Lens flare occurs when strong light enters the lens and scatters off internal glass surfaces, creating visible artifacts in the image. It can appear as bright streaks, polygonal shapes, a hazy wash of light, or colorful circles stretching across the frame. While traditionally considered a flaw, lens flare is now also used as a deliberate creative effect.
What Causes Lens Flare
When a bright light source (the sun, a streetlight, a spotlight) hits the front element of your lens, some of that light bounces between the internal glass elements instead of passing straight through to the sensor. Each reflection creates a secondary image of the light source. The shape of these secondary images often matches the shape of the lens aperture blades, which is why you see hexagonal or octagonal shapes in flare patterns.
Types of Lens Flare
- Veiling flare: A hazy, washed-out look across part or all of the image. This reduces contrast and makes colors appear faded. It happens when stray light floods the lens without creating distinct shapes.
- Ghosting: Distinct bright shapes (circles, polygons, streaks) that appear in the image, often in a line extending from the light source. Each ghost is a reflection between two lens surfaces.
How to Prevent Lens Flare
- Use a lens hood: The most effective prevention. A properly designed lens hood blocks light from entering at extreme angles. Always use the hood that came with your lens.
- Shield the lens: Use your hand, a hat, or a piece of cardboard to block the light source just outside the frame edge.
- Choose coated lenses: Multi-coated lens elements reduce internal reflections significantly. Higher-quality lenses generally have better anti-flare coatings.
- Keep lenses clean: Fingerprints, dust, and smudges on the front element scatter light and worsen flare.
- Adjust your angle: Small changes in camera position can move the light source out of the flare-producing zone.

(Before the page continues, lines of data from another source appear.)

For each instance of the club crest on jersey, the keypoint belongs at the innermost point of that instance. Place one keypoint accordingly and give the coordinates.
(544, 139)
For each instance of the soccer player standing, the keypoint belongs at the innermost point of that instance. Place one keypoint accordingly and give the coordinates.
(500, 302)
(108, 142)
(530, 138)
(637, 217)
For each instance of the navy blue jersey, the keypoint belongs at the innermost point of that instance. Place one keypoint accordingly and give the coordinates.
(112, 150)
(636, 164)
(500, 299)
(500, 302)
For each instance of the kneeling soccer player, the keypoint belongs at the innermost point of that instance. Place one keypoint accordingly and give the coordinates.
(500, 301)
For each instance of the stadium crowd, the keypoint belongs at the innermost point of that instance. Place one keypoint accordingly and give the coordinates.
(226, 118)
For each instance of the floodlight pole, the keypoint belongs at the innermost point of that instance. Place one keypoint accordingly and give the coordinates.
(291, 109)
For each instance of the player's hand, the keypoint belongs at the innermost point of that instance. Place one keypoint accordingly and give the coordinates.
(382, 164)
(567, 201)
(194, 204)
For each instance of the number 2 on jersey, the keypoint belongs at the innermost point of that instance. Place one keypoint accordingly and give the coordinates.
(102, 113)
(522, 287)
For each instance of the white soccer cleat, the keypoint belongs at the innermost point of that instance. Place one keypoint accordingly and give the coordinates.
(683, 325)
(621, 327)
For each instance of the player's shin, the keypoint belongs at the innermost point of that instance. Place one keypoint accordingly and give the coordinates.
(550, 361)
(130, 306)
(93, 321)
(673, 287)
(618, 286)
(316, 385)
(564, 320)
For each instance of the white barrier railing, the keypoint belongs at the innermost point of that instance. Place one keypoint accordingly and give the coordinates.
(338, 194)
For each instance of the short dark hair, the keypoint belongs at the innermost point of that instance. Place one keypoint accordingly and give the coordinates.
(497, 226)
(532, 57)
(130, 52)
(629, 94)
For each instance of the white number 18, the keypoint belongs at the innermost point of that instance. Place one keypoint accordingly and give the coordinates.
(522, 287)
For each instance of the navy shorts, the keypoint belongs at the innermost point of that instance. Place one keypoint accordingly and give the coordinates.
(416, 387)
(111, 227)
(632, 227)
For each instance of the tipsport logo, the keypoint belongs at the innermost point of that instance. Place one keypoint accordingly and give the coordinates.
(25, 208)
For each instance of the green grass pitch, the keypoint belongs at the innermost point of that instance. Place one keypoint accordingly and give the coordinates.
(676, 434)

Using Lens Flare Creatively
Lens flare can add warmth, atmosphere, and a sense of sunlight to an image. Golden hour shooters and portrait photographers often position the sun just at the edge of the frame to create intentional flare. The key is control. Remove the lens hood, angle toward the light source, and experiment with different positions until the flare adds to the mood rather than obscuring the subject. Stopping down to a small aperture (f/16 or f/22) turns point light sources into starburst shapes, which is a related but distinct effect.